I:DNA Installation and Tour

The installation was created in collaboration with a digital theatre and media company, STAMP CIC. Visitors entered the installation through an arch designed to look like an airport body scanner. The focal point of the installation was a large metal sculpture, based on a denaturing DNA helix, with an immersive video/soundscape. The soundscape consisted of spoken and sung verbatim quotes taken from interviews with research participants. Our research participants have lived experience with haemophilia, spinal muscular atrophy, thalassaemia, cystic fibrosis and fragile X syndrome. Alongside these highly personal accounts, video screens displayed filmed portraits of a wide range of diverse faces, highlighting that genomic medicine affects everyone in society. These images were interspersed with statistics about genetic technologies and the frequency of inherited conditions in the general population.

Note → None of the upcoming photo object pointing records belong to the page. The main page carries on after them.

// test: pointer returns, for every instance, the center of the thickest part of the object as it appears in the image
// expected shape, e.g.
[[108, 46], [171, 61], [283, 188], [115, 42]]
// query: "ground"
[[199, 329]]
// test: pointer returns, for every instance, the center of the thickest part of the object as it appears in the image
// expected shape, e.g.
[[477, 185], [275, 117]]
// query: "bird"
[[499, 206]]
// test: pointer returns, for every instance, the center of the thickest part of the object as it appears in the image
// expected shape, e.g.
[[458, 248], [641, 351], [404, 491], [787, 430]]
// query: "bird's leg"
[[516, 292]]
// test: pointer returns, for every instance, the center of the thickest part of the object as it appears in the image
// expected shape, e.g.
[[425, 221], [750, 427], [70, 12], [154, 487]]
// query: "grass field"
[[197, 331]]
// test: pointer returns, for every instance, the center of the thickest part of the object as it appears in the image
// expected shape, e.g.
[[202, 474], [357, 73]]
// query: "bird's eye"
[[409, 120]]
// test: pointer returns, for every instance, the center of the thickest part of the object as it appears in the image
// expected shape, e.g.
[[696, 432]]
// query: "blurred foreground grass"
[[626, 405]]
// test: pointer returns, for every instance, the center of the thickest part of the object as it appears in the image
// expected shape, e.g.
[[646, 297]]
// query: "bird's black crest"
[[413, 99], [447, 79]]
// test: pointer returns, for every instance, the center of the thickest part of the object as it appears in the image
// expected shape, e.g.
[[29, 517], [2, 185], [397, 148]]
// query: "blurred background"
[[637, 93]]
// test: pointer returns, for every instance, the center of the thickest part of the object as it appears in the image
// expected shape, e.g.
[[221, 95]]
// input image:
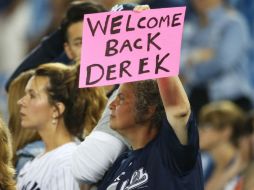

The installation began its tour in 2019, with a preview on the University of Warwick campus (Chaplaincy) followed by an evening showcase at Fargo Village (Coventry) as part of the British Science Festival. This was followed by Oxford Science and Ideas Festival (IF Oxford, October 2019), Coventry Cathedral (part of ESRC Festival of Social Science, November 2019), Millennium Point (Birmingham February 2020). Finally, I:DNA had a 9-month residency at Leamington Spa Art Gallery & Museum (April 2021-January 2022) as part of their 20-year anniversary “Picture of Health: Art, Medicine & the Body” exhibition, completing its tour in January 2022.

1Ball et al, 2021. Arts-based approaches to public engagement with research: Lessons from a rapid review . Santa Monica, CA: RAND Corporation, 2021.